Speaker
Description
Drug resistance remains a primary obstacle in oncology, transforming clinical management into a complex, sequential decision-making problem. While Reinforcement Learning (RL) has shown promise in optimizing adaptive dosing for single agents, its application to large polytherapeutic panels—where clinicians choose from numerous drugs with overlapping resistance profiles—remains underexplored. This gap is exacerbated by the lack of mechanistic models capturing how drug sensitivity is shared across diverse agents due to cell subpopulation overlap.

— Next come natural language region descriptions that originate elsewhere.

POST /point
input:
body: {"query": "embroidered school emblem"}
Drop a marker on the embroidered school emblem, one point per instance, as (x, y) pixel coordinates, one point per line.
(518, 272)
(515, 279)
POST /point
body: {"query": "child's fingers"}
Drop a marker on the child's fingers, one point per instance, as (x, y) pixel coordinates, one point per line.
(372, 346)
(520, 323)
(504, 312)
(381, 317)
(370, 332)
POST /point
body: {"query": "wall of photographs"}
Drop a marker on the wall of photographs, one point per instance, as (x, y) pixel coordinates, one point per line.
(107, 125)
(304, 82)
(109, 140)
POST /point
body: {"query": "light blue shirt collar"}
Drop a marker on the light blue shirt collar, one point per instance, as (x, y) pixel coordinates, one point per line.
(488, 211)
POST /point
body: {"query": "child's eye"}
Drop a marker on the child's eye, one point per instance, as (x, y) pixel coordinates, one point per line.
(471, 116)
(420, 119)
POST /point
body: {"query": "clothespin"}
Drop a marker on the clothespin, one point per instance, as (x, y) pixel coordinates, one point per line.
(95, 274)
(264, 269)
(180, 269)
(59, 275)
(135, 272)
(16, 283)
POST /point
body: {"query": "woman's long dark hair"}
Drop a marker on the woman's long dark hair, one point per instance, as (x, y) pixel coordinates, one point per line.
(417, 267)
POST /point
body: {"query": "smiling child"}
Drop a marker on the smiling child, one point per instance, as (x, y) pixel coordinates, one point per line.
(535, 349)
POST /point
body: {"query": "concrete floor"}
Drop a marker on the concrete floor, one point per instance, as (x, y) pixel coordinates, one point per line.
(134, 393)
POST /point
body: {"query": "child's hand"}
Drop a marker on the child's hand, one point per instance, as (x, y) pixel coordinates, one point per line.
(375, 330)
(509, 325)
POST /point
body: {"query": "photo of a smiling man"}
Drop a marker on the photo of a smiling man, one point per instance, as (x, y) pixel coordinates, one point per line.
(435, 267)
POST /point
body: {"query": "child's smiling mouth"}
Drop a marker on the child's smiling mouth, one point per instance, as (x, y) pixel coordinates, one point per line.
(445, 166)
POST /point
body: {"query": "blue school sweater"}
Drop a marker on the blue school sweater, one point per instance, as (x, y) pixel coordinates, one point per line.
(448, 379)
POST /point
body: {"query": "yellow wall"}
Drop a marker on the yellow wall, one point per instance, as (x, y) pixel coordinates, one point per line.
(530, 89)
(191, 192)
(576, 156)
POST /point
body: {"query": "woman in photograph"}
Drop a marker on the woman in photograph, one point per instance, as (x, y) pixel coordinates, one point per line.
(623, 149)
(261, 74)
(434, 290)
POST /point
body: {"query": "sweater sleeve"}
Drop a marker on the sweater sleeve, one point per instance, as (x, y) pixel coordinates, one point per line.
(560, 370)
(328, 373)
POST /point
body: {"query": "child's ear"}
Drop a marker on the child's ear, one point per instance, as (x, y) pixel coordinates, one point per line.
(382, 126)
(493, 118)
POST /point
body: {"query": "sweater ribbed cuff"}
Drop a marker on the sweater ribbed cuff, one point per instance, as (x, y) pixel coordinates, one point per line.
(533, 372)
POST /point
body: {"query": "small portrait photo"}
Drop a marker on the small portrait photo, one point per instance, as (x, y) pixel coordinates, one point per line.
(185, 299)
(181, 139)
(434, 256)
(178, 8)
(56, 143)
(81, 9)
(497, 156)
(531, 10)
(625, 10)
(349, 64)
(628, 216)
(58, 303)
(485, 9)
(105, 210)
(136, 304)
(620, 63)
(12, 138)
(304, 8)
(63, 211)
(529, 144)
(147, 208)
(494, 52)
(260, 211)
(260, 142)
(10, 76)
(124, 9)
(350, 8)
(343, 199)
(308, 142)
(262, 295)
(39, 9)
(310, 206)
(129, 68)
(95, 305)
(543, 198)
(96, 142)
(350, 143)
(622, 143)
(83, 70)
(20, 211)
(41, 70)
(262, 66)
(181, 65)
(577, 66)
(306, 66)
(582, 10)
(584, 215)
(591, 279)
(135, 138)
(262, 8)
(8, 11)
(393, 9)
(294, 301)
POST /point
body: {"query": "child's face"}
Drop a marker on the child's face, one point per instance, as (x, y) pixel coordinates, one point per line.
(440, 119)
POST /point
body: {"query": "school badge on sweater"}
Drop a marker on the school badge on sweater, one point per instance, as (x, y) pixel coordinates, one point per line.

In this talk, I will present a deep RL framework designed to optimize treatment strategies within a broad therapeutic panel. Inspired by the cyclic response-and-relapse dynamics of multiple myeloma, a mathematical model of tumor evolution is developed to track the competition between sensitive and resistant subpopulations. Crucially, a statistical model is integrated to encode correlations in drug sensitivity profiles, offering a conceptual approach to account for the biological reality of cross-resistance. Using these environments, a Proximal Policy Optimization (PPO) agent is trained to navigate the high-dimensional decision landscape. The agent learns to select drug sequences that adaptively respond to the evolving virtual tumor, aiming to minimize long-term tumor burden. Results demonstrate that RL can identify non-intuitive sequencing strategies that outperform standard clinical heuristics, providing a promising proof-of-concept for the future of AI-driven personalized medicine.